For Coleman, giving more importance to the mental side of swimming has given him better results than focusing more on the physical side of the sport.
“I worked in what is called the nature of the beast. This year, I had to optimize my game in the sense of competition.
“I am working on the mental side. It is about being comfortable. For example: my race is 50 to 52 seconds for a 100m buterfly and I have to be able to rehearse and rehearse a lot to when I get to that moment, it will not be new for me and I will not get panic,” said Coleman, who believes that swimming is 30 per cent physical and 70 per cent mental.
Being able to predict and to know about every single detail of the race seems to be the key for the brother of Beddome and Hannah.

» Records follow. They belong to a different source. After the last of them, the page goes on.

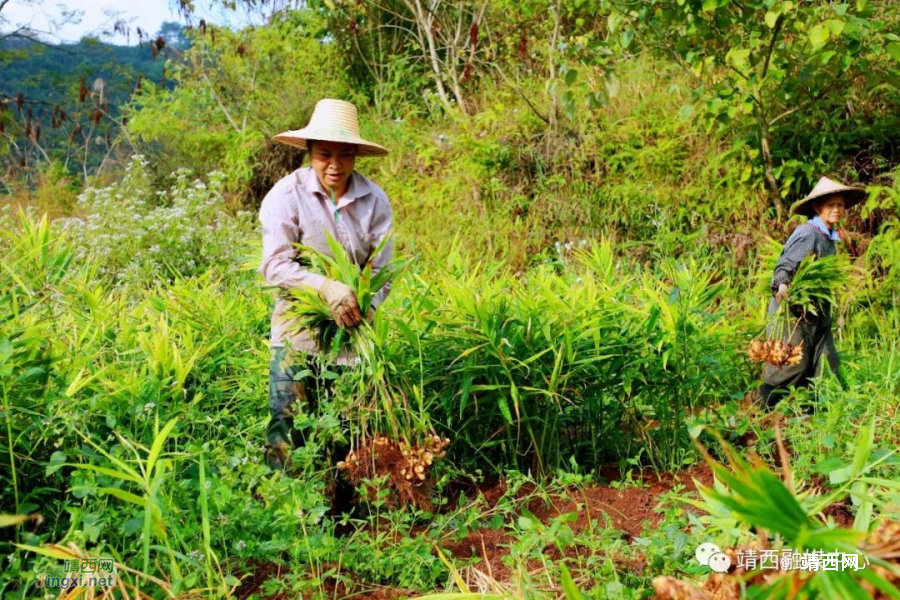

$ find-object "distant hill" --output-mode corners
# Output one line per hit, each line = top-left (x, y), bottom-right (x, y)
(0, 23), (187, 105)
(0, 23), (186, 176)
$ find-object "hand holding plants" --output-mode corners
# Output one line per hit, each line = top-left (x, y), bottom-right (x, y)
(284, 230), (403, 355)
(319, 279), (363, 328)
(775, 283), (789, 304)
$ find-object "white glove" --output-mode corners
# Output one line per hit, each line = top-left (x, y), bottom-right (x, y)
(775, 283), (790, 304)
(319, 279), (362, 328)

“Every part of the race I have to know how it’s supposed to feel like, step by step,¨ said Coleman, pointing to his head. “I have to break it down, for example: it’s 70 strokes to get to the other side, have a good turn, being on the water for 80-90 strokes back.¨
Johnson says the preparation has been strong.
“He is maturing and more in control of his emotions. That is going to help him,” said coach Johnson, the five times Canadian swimming coach at the Pan Am from 1995 to 2004.
Coleman is going to participate this week at the 2015 Canadian Swimming Trials, in men’s 200m butterfly, freestyle, and individual medley. In addition, he will also swim the 100m butterfly.
“He (Coleman) has been the fastest flyer (butterfly swimming style) in Canada in a 100M for the last couple years,” said the UBC swimming coach.
“He got a good chance for the Pan Ams. The real thing is whether he can swim fast enough to qualify for the world championship¨ said Johnson at the poolside of the Toronto Pan Am Sports Centre.”
In Coleman´s mind, the plan to be successful at this edition of the Canada Swimming Trials is simple.
“If I execute everything the way I have been working with Tom, I will have a good chance in all the competitions.”